Alberta’s 1990 revenues of $C20 million in production spending dropped approximately 50% from 1989, according to Alberta Film Commission chief Bill Marsden.

The reason, Marsden says, is that in 1989, big-budget features such as Haruki Kadokawa’s “Heaven And Earth” and Philip Ridley’s “Reflecting Skin” were shot in the province.
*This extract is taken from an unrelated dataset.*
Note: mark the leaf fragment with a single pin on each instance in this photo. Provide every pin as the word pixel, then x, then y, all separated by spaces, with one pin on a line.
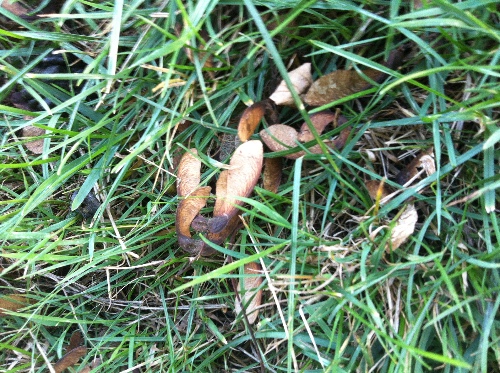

U.S. features shot in Toronto included Par’s “Stepping Out” and “True Colors,” Orion’s “FX2,” “Married To It” and “Car 54 Where Are You?” The most notable increase, per McHugh, was the sharp hike of Canadian-produced music videos, 52 last year for a total expenditure of $C2 million, compared with 21 in ’89.

Features currently shooting in Toronto include Disney’s “The Mrs.,” David Cronenberg’s “Naked Lunch,” a Canadian-U. K, co-prod to be distributed in the U.S. by 20th Century Fox, Par’s “Body Parts.”

U.S. features shot in British Columbia included Tri-Star’s “Look Who’s Talking Too,” Orion’s “Mystery Date” and MGM/UA’s “Crooked Hearts.”

Vancouver-filmed Canadian tv series jumped the most, to 9 from 4 in ’89.

Other Canadian provinces, chiefly Manitoba and Nova Scotia shared about $C20 million of the overall estimated $C720 million location spending.

Sid Adilman in Toronto, Suzan Ayscough in Montreal and Ian Caddell in Vancouver contributed to this report.